7. Dairemizce; dava şartı arabuluculuk uygulamalarında başlangıçta hem talepte bulunanlar ve hem de arabulucular tarafından yapılan hatalar tarafların mağduriyetlerine sebebiyet verdiği gibi arabuluculuk uygulamasının amaçlandığı gibi uygulanmasına engel olduğundan, 6325 sayılı Kanun’a dayanılarak çıkartılan ve 02.06.2018 tarihinde yürürlüğe giren Yönetmelik’in ve aksaklıkları gidermek amacı ile uygulamaya sokulan arabuluculuğa hangi konularda başvurulduğuna ilişkin başvuru formu uygulamasının başladığı 02.06.2018 tarihine kadar arabuluculuk anlaşamama tutanağında arabuluculuğa konu alacaklar tek tek belirtilmeden “işçilik alacakları” veya “işçi-işveren uyuşmazlığı” gibi soyut ifadeler kullanılmış ise taraflar arasındaki işçilik alacaklarının tamamının arabuluculuğa konu edildiğinin kabul edilmesi gerektiği görüşü benimsenmiştir. Başka bir deyişle başvuru formu uygulamasının başladığı 02.06.2018 tarihinden önceki dönem için taraflardan kaynaklanmayan bu tür uygulama hataları aşılarak arabuluculuk müessesesinin amaca uygun yürütülmesi sağlanmaya çalışılmıştır.

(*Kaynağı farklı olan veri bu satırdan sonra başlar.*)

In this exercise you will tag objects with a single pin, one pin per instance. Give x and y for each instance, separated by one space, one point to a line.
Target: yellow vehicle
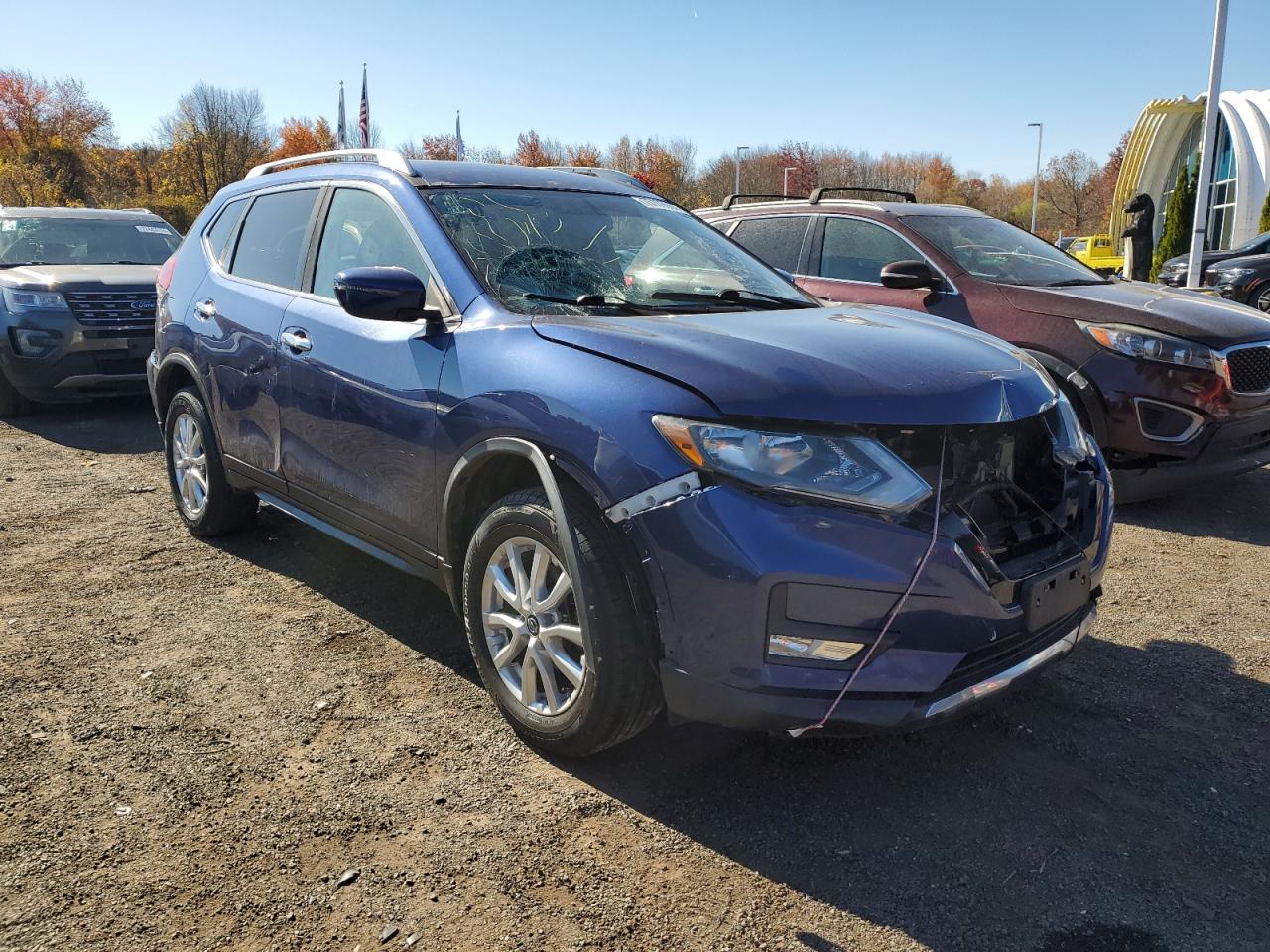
1097 252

8. Başvuru formu uygulamasının başladığı 02.06.2018 tarihinden sonraki başvurularda ise hangi alacak veya tazminat kalemleri konusunda anlaşma sağlandığı veya sağlanamadığını açıkça belirtmeyen son tutanağa göre dava şartının gerçekleştiği kabul edilemeyecektir.

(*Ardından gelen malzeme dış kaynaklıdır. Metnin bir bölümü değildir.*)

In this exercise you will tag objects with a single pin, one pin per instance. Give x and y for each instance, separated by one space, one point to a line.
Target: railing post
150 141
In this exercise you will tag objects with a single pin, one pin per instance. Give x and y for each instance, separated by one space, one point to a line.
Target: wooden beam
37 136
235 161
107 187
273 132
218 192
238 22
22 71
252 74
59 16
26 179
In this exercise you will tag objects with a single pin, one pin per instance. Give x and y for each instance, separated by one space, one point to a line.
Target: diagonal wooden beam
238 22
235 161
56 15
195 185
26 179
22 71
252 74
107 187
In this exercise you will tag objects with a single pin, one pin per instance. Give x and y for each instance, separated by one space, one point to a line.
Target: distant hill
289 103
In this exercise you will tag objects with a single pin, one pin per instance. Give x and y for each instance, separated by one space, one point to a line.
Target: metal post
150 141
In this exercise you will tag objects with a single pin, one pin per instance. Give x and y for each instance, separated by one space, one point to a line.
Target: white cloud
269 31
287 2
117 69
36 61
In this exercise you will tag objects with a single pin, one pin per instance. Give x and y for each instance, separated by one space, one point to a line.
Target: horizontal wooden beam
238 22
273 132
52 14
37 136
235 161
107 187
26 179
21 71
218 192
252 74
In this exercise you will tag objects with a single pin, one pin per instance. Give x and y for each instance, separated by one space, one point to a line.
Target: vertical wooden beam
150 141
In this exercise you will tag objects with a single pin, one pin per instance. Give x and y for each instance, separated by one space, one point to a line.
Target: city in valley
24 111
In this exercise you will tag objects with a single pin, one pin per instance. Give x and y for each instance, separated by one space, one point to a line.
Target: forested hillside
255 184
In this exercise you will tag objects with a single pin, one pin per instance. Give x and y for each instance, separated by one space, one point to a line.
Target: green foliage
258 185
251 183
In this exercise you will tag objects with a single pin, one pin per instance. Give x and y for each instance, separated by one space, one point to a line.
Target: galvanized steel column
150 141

9. Somut uyuşmazlıkta asıl dava açılmadan önce arabulucuya başvurulmuş, sürecin anlaşamama ile sonuçlanması üzerine 15.04.2021 tarihli son tutanak dava dilekçesine eklenerek 17.11.2021 tarihinde dava açılmıştır. 15.04.2021 tarihli arabuluculuk son tutanağında yalnızca işçi-işveren ilişkisinden kaynaklı fark ücret alacağı belirtilmiş olup asıl dava dilekçesindeki ücret farkı talebi dışındaki taleplerin arabuluculuğa konu edildiğinden söz edilemez.

10. Buna göre Bölge Adliye Mahkemesi tarafından asıl davada talep edilen ikramiye farkı, ilave tediye farkı, fazla çalışma ücreti, ulusal ... ve genel tatil ücreti ile gece çalışması fark alacaklarının dava şartı yokluğu sebebiyle usulden reddine ve ücret fark alacağının ise yukarıda (5) numaralı paragrafta belirtilen sebeple reddine; birleşen dava yönünden ise ayrı bir hüküm kurularak yine yukarıda (5) numaralı paragrafta belirtilen sebeple davanın reddine karar verilmesi gerekirken yazılı şekilde hüküm kurulması hatalıdır.

VI. KARAR

Açıklanan sebeplerle;

Temyiz olunan Bölge Adliye Mahkemesi kararının BOZULMASINA,

Dosyanın kararı veren Bölge Adliye Mahkemesine gönderilmesine,

12.03.2024 tarihinde oy birliğiyle karar verildi.